Post by account_disabled on Dec 24, 2023 9:49:51 GMT
Facebook, YouTube, virality, buzz… so many terms that we have heard every day for several years and which are put forward by advertisers to try to show a certain modernity or an adaptation to digital challenges. The same terms are used by many agencies to make advertisers dream and get the budgets that go with this part of dreams. Unfortunately, it didn't work and it doesn't work. It's not me who says it, but a former Harvard professor, specialist in brands in the HBR French edition of September 2016: “ despite all this noise, the efforts made have not really borne fruit ”.
Branded content”, placed at the heart of the digital strategy with the help of social networks Email Data which should allow brands to bypass traditional media to be in direct contact with the customer; story telling to create a relationship in real time… all of this brought together in platforms for consumer communities have swallowed up billions of dollars without really succeeding in really arousing the interest of consumers online. Which does not prevent certain players from living comfortably by still offering this type of offer. In his article, Douglas Holt specifies that these platforms are only a transposition of mass media onto the web.
Content is king? Rather, it is the consumer who is king The problem is that between digital and the Internet, the public can avoid advertising. I have been saying it since my first courses in 2011: the consumer has new powers; he can decide the time, the medium, the place, the content. He can completely avoid TV advertising. Plus, he has a voice and he can react. It is therefore difficult for brands to seek to entertain while being in direct competition with real entertainment. The main objective of branded content on the Internet was to succeed in conquering a very large audience. But it is the public itself which has become a competitor, particularly with social networks.
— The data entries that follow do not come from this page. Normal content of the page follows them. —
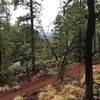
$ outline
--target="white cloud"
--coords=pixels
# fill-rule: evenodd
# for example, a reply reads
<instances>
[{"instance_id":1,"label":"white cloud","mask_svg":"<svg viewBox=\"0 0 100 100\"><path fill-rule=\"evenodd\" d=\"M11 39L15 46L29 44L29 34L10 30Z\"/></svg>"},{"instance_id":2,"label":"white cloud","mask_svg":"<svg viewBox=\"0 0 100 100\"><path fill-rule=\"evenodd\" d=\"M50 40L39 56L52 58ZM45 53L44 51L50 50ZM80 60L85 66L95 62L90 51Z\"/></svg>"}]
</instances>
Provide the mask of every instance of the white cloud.
<instances>
[{"instance_id":1,"label":"white cloud","mask_svg":"<svg viewBox=\"0 0 100 100\"><path fill-rule=\"evenodd\" d=\"M41 0L37 0L37 1L41 1ZM58 7L60 6L60 2L59 0L43 0L42 1L42 16L40 17L40 19L42 20L42 25L43 26L48 26L52 21L55 20L55 17L57 15L58 12ZM22 15L27 14L27 12L24 10L23 8L18 8L16 11L13 11L13 7L11 7L11 23L15 23L15 21L17 20L16 18ZM45 28L45 30L47 30L47 28Z\"/></svg>"}]
</instances>

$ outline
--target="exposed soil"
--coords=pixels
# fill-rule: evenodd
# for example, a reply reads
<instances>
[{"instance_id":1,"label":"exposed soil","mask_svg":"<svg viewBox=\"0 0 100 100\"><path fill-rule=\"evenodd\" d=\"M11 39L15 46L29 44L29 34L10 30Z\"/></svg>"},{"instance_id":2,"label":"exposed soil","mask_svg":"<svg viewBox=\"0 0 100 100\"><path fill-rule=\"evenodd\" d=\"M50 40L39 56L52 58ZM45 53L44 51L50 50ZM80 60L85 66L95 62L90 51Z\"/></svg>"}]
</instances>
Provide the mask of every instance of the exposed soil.
<instances>
[{"instance_id":1,"label":"exposed soil","mask_svg":"<svg viewBox=\"0 0 100 100\"><path fill-rule=\"evenodd\" d=\"M71 68L68 68L67 71L75 80L79 80L79 75L81 72L84 72L84 64L79 63ZM40 88L46 86L47 84L54 84L57 82L57 75L43 75L38 80L24 83L19 90L11 90L5 93L0 93L0 100L13 100L14 97L18 95L28 95L33 92L38 92Z\"/></svg>"}]
</instances>

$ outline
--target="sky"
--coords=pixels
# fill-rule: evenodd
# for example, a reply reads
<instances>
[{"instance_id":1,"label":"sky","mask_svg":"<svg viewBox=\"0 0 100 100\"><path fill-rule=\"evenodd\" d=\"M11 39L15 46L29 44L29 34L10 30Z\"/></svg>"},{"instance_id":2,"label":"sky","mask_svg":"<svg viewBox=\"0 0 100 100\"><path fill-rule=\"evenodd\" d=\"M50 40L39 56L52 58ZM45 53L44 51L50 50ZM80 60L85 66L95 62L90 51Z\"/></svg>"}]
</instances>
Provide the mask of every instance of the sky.
<instances>
[{"instance_id":1,"label":"sky","mask_svg":"<svg viewBox=\"0 0 100 100\"><path fill-rule=\"evenodd\" d=\"M40 0L37 0L40 1ZM48 28L46 26L48 26L51 22L53 22L56 18L57 12L59 10L60 7L60 1L62 0L43 0L42 1L42 15L40 16L40 19L42 21L42 25L44 27L45 31L48 31ZM19 16L23 16L26 15L27 12L29 12L28 10L24 10L23 8L19 7L16 11L13 11L13 7L11 7L11 23L14 24L16 21L16 18ZM50 27L52 28L53 24L50 25Z\"/></svg>"}]
</instances>

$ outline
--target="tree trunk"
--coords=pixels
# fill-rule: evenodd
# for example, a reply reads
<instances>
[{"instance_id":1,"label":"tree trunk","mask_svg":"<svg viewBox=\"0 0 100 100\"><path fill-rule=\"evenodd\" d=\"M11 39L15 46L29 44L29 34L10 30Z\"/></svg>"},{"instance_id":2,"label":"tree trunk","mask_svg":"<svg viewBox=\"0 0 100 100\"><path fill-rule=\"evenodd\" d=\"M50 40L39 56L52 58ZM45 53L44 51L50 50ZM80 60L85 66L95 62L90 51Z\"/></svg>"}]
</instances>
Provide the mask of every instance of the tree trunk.
<instances>
[{"instance_id":1,"label":"tree trunk","mask_svg":"<svg viewBox=\"0 0 100 100\"><path fill-rule=\"evenodd\" d=\"M100 35L99 35L99 51L100 51Z\"/></svg>"},{"instance_id":2,"label":"tree trunk","mask_svg":"<svg viewBox=\"0 0 100 100\"><path fill-rule=\"evenodd\" d=\"M85 41L86 100L93 100L92 40L95 33L94 0L87 0L88 23Z\"/></svg>"},{"instance_id":3,"label":"tree trunk","mask_svg":"<svg viewBox=\"0 0 100 100\"><path fill-rule=\"evenodd\" d=\"M31 17L31 48L32 48L32 73L35 73L35 38L33 28L33 0L30 0L30 17Z\"/></svg>"}]
</instances>

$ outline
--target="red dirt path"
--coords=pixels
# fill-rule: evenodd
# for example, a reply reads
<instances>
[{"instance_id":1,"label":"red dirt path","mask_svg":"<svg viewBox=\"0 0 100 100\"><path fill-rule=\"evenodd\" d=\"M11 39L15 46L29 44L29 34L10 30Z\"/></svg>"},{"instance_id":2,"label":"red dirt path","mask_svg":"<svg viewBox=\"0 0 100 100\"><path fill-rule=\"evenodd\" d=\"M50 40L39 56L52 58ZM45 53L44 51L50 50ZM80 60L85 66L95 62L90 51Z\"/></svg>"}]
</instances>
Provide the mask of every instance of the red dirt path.
<instances>
[{"instance_id":1,"label":"red dirt path","mask_svg":"<svg viewBox=\"0 0 100 100\"><path fill-rule=\"evenodd\" d=\"M79 79L79 74L81 72L84 72L84 64L79 63L74 65L71 68L68 68L67 71L68 73L75 79ZM38 91L41 87L46 86L47 84L53 84L57 80L57 76L55 75L44 75L43 77L40 77L38 80L25 83L19 90L12 90L9 92L6 92L4 94L0 93L0 100L13 100L14 97L18 95L23 95L23 94L31 94L33 92Z\"/></svg>"}]
</instances>

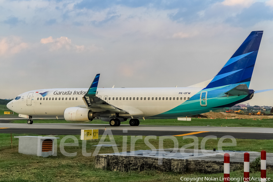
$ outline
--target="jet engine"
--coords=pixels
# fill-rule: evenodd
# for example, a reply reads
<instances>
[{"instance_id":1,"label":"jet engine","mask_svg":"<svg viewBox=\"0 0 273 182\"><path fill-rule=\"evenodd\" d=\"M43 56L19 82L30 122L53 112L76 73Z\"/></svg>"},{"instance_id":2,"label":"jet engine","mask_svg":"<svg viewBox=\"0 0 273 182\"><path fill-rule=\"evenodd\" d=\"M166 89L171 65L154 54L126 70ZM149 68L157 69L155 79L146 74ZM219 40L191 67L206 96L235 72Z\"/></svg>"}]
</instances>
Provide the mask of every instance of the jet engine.
<instances>
[{"instance_id":1,"label":"jet engine","mask_svg":"<svg viewBox=\"0 0 273 182\"><path fill-rule=\"evenodd\" d=\"M91 121L94 117L91 110L78 107L67 108L63 114L65 119L68 121Z\"/></svg>"}]
</instances>

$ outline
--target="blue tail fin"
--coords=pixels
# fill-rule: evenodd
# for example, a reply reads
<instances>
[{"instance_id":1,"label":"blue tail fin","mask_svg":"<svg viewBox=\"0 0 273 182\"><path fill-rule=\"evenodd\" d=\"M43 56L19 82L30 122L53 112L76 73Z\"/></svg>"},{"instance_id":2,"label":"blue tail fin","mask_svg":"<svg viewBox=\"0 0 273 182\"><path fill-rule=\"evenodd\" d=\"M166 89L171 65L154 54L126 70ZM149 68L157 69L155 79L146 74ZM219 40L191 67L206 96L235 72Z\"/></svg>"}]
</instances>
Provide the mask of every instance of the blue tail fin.
<instances>
[{"instance_id":1,"label":"blue tail fin","mask_svg":"<svg viewBox=\"0 0 273 182\"><path fill-rule=\"evenodd\" d=\"M206 88L243 83L249 87L263 32L251 32Z\"/></svg>"},{"instance_id":2,"label":"blue tail fin","mask_svg":"<svg viewBox=\"0 0 273 182\"><path fill-rule=\"evenodd\" d=\"M96 93L97 92L97 87L98 87L98 84L99 83L99 79L100 74L97 74L95 78L93 80L93 82L91 84L88 91L84 96L86 97L90 97L91 96L95 96L96 95Z\"/></svg>"}]
</instances>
Branded content”, placed at the heart of the digital strategy with the help of social networks Email Data which should allow brands to bypass traditional media to be in direct contact with the customer; story telling to create a relationship in real time… all of this brought together in platforms for consumer communities have swallowed up billions of dollars without really succeeding in really arousing the interest of consumers online. Which does not prevent certain players from living comfortably by still offering this type of offer. In his article, Douglas Holt specifies that these platforms are only a transposition of mass media onto the web.
Content is king? Rather, it is the consumer who is king The problem is that between digital and the Internet, the public can avoid advertising. I have been saying it since my first courses in 2011: the consumer has new powers; he can decide the time, the medium, the place, the content. He can completely avoid TV advertising. Plus, he has a voice and he can react. It is therefore difficult for brands to seek to entertain while being in direct competition with real entertainment. The main objective of branded content on the Internet was to succeed in conquering a very large audience. But it is the public itself which has become a competitor, particularly with social networks.